# Federal 3rd degree



## awfulpotent (Oct 14, 2003)

Shot some today

__
Sensitive content, not recommended for those under 18
Show Content


----------



## TheLionsFan (Dec 20, 2011)

That sounds about right lol.

I did some patterning last week, using a lead sled might i add, and STILL came away with a small bruise on my shoulder.


----------



## UncleNorby (Mar 11, 2013)

I saw a video of a couple guys testing the 3rd Degree shells in 2 guns. Neither of them shot worth a damn. They had much better results with Longbeard XR.


----------



## TheLionsFan (Dec 20, 2011)

UncleNorby said:


> I saw a video of a couple guys testing the 3rd Degree shells in 2 guns. Neither of them shot worth a damn. They had much better results with Longbeard XR.


I agree. I've never patterned 3rd Degree, but talking with those who have patterned them, they didn't pattern worth a darn.


----------



## bluealaskan (Sep 18, 2011)

As bad as a 835 with 3 1/2". Shot it three times, rattled my teeth so bad. I gave it to my brother for a single shot. Couldn't imagine these.


----------



## CDN1 (May 27, 2018)

Federal 3rd degree is designed to deliver even and more open pattern at 30yrds. I would not shoot it it farther than that. It's doesn't even compare to the Long beard XR. If I am hunting in the woods and expect closer shots I might consider the 3rd degree. That would be the only time to use it.


----------



## rightnow (Jun 12, 2010)

awfulpotent said:


> Shot some today
> View attachment 391321


Winchester Longbeards are simply amazing. If you haven’t tried them, you are missing out.


----------



## old graybeard (Jan 19, 2006)

I'll stick with my 3" Remington Turkey Nitros. Out of my gun/choke combo #5's pattern nice tight groups and my shoulder doesn't hurt.


----------



## CDN1 (May 27, 2018)

Use what ever works. Nothing kills more turkeys than patience and confidence in your equipment. 
As for recoil, only time I ever feel it is at the range.
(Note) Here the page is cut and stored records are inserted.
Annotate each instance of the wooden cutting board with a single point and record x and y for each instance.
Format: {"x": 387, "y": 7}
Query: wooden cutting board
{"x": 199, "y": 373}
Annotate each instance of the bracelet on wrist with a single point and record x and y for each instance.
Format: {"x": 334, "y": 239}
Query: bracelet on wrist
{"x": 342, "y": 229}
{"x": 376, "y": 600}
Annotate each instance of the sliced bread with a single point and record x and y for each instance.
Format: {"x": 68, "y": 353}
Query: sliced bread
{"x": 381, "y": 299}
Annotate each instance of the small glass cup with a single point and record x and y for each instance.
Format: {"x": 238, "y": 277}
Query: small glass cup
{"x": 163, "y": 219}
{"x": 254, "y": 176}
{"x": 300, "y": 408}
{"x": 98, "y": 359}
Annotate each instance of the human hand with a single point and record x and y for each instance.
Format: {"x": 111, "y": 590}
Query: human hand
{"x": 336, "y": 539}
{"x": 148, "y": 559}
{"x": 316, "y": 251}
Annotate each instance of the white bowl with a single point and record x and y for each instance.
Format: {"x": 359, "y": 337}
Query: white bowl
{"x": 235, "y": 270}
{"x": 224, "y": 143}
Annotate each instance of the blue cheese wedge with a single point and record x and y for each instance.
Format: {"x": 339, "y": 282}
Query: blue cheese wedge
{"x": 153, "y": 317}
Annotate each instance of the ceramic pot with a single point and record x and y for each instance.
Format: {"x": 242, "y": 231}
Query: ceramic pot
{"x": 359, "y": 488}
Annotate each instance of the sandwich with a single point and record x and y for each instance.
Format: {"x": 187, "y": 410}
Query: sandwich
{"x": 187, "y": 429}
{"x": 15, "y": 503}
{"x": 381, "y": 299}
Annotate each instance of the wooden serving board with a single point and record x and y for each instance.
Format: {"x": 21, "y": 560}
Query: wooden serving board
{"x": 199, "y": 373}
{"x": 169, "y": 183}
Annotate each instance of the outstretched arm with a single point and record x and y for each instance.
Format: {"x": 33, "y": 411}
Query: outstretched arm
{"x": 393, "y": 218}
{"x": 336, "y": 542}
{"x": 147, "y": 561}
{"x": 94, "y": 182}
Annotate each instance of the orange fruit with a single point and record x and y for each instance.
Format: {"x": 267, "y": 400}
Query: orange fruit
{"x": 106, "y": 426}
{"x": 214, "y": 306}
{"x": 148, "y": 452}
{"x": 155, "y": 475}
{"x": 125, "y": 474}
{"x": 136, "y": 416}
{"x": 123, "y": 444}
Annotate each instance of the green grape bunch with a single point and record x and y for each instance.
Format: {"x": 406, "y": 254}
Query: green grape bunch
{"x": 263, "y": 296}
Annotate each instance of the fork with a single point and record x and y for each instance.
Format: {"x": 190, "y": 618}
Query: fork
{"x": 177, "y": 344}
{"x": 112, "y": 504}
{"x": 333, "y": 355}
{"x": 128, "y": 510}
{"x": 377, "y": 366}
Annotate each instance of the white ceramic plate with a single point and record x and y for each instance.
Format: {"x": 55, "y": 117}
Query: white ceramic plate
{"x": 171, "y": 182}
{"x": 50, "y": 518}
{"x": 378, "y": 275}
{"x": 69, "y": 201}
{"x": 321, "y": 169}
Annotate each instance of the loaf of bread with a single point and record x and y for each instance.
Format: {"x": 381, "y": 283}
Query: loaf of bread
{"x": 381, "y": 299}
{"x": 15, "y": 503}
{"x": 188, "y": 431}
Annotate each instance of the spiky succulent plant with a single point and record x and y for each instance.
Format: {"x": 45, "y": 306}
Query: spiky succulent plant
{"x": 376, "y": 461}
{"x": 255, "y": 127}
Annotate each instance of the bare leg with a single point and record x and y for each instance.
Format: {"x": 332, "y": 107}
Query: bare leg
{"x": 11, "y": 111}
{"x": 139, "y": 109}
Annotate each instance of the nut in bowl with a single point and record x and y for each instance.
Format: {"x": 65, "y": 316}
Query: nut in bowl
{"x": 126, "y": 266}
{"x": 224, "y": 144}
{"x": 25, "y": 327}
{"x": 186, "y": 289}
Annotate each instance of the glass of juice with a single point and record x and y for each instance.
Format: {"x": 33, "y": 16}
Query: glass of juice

I don't even notice it when I drop the hammer on a gobblairO!


----------



## 270 Hunter (Nov 10, 2016)

Im with grey beard. Remington Nitro 3" 4s or 5s. Didnt really know it made a big difference between brands. Bought 5 different brands of turkey loads all same spec. It was amazing how out of the same gun each one patterned out. Some not even centered to the aim spot. Remingtons for my Remmi. Hope to get my bird Monday.


----------



## ezcaller (Feb 21, 2009)

Pattern some 3rd degree out of a Bennelli Nova pattern this week was consistant at 40yds better than LB.My 870 likes LB. I figure I can handle the kick of a three inch for one shot.But seriously thinking about a 20 ga down the road.


----------



## awfulpotent (Oct 14, 2003)

40yrds 3rd degree undertaker tube


----------